There was a festival with paper statues going on when these images were shot, and you could see them everywhere, in all kind of sizes, depicting fable animals and historic figures.
The area has several gates and buildings, all connected with short streets, open spaces and small pagodas.
This taoist temple was named after a hermit called Wong Tai Sin who had healing powers and could tell the future. So people come here, some with a big bunch of incense sticks and walk to all single small temples to light them, say prayers and wish for a good health or future.
There are so many incense sticks burning all the time that you get scared of a smoke poisoning. There are water buckets around for security, and helpers take out the burnt-down sticks from the metal boxes they were placed. People also get boxes with bamboo sticks on which numbers are written. They shake the box until one stick falls out completely. This can take a while and you hear the rattling of the sticks all over.
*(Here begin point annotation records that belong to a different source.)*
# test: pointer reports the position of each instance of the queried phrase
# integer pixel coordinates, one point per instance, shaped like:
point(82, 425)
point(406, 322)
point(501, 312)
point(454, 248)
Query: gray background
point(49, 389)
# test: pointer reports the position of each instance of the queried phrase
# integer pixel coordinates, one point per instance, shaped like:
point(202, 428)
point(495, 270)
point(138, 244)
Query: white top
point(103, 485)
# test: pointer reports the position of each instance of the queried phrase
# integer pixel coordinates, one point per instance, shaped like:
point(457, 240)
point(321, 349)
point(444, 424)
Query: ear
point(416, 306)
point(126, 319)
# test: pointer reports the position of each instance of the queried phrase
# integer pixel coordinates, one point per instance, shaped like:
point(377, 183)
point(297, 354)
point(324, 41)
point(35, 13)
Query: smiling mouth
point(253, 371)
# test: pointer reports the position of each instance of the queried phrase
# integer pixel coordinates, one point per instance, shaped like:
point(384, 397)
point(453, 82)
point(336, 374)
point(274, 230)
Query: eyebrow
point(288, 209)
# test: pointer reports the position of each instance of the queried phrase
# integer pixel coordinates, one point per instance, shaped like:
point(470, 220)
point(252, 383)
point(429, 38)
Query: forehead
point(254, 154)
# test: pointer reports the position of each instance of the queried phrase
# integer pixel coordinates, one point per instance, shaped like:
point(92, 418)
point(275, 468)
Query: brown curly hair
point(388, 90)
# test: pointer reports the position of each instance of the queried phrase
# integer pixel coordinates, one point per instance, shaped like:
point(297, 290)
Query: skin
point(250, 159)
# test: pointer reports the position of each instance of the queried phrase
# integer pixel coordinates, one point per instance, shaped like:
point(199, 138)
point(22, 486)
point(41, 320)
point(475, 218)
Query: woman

The number is read from the stick (usually typed into the cellphone), and then people proceed to an extra building with many fortune tellers that tell them the future.
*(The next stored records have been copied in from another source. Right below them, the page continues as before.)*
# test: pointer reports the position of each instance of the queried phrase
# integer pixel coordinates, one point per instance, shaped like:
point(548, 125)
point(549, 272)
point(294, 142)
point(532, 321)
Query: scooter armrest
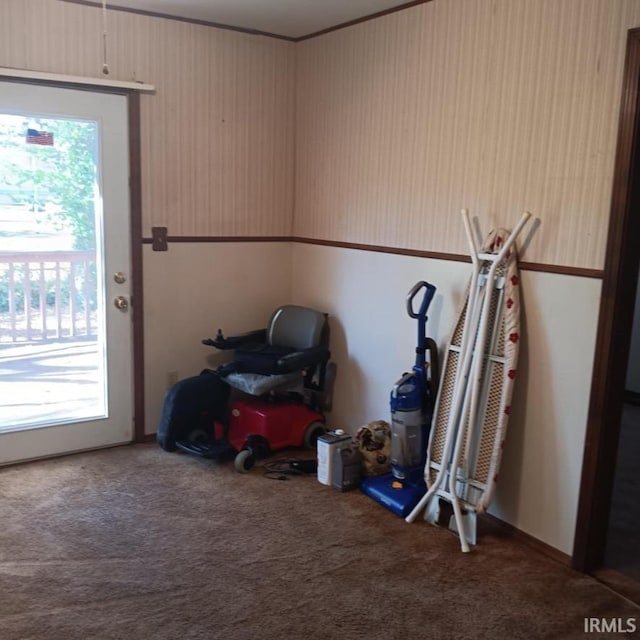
point(233, 342)
point(302, 359)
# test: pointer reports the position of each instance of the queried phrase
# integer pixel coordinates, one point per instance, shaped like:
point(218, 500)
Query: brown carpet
point(135, 543)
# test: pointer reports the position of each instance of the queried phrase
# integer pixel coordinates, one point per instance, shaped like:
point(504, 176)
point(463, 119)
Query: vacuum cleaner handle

The other areas of the temple are full of small houses which purpose seems unclear, but also very beautiful alcoves and sights that make the temple worth coming here more often to see it in different lights during the year.
The pond on the back of the area with its waterfalls looks somewhat modern and artificial, specially with all those colorful statues of paper around, but its surely a place of quiet in the very noisy Hong Kong.
Some people light so many incense that they, instead of quietly smoking away, catch fire and have to be put on the floor to be spread out until the flames die.